On 08/02/11 10:49, Eric Griffith wrote:
>> Traditionally, one simply puts /home on its own partition, and installs
>> don't touch home except for (optional) user creation, which is otherwise
>> done afterward.  An admin then mounts /home and adjusts user/group
>> numbers for accounts found there to match what's already on the
>> preexisting /home. (This is done by editing the appropriate user and
>> group files in /etc, either as part of user creation or immediately
>> before/after user creation.)
>>
>
> And I used to do that, Duncan, putting /home seperately, but I stopped
> after I had a cluster-fsck when switching distros with different
> package versions that required different style configs... lets just
> say it was ugly when I logged in after installing.

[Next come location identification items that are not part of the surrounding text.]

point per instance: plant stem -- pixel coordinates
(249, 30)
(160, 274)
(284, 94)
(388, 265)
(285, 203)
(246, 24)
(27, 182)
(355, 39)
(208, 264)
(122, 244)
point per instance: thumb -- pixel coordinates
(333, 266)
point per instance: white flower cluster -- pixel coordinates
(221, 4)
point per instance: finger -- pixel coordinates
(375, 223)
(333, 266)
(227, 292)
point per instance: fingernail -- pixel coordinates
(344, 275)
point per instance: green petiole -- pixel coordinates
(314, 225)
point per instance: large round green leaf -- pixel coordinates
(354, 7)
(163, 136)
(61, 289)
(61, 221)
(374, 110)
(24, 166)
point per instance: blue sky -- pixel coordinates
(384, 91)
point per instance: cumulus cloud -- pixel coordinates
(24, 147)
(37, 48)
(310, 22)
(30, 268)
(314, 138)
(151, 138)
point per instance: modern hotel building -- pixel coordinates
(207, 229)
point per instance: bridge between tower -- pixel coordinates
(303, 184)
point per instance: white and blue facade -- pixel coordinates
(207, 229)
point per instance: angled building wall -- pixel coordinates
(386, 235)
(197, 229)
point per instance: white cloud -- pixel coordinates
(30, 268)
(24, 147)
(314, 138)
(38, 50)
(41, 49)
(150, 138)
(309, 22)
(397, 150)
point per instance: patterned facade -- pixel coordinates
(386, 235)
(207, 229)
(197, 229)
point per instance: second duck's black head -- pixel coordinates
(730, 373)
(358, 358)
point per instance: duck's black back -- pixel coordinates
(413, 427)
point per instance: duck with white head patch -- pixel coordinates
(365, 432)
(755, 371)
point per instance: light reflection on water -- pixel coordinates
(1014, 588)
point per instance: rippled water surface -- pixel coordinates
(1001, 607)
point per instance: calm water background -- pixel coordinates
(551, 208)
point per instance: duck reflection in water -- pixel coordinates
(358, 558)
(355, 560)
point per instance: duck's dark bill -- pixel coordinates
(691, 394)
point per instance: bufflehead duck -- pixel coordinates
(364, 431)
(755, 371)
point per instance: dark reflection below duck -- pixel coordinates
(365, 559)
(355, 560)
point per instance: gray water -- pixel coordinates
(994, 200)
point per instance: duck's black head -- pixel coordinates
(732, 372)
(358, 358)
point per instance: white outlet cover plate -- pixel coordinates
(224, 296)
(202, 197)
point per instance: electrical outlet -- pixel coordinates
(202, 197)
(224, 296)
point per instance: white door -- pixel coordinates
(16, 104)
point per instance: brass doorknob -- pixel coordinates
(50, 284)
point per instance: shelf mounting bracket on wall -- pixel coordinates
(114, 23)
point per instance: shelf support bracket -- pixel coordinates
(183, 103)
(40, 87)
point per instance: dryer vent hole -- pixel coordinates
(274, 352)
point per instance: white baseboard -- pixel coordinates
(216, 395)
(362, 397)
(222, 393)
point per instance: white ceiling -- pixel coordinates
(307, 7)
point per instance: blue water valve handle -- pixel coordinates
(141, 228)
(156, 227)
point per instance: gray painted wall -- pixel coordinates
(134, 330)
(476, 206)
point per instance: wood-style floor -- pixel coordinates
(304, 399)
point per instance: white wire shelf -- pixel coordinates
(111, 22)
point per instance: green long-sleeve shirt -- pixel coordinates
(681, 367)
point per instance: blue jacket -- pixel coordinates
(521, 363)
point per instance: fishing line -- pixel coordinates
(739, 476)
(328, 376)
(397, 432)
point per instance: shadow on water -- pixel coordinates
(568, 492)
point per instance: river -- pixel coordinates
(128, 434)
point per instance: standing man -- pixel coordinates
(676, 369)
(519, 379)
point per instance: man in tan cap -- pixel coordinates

Besides I like to
> know what the 'default feel' of a distro, and if it automaticaly knows
> to load my themes / wallpapers / sounds and stuff like that, then I
> don't know what the devs worked so hard on. So, this set up lets me
> just keep my actual files.

Amen!!  It is a major big problem.  It has been a lot more than "just ugly".
It doesn't understand the old settings and screws up the new settings
and leaves things basically unusable very often.

Here is an idea for a really useful utility:

    upgrade-configs $OLDHOMEDIR/.kde*

let each application that has new and better ways of doing things make the
old config files become newer and better instead of forcing hapless
users to choose between square 1 and a broken configuration.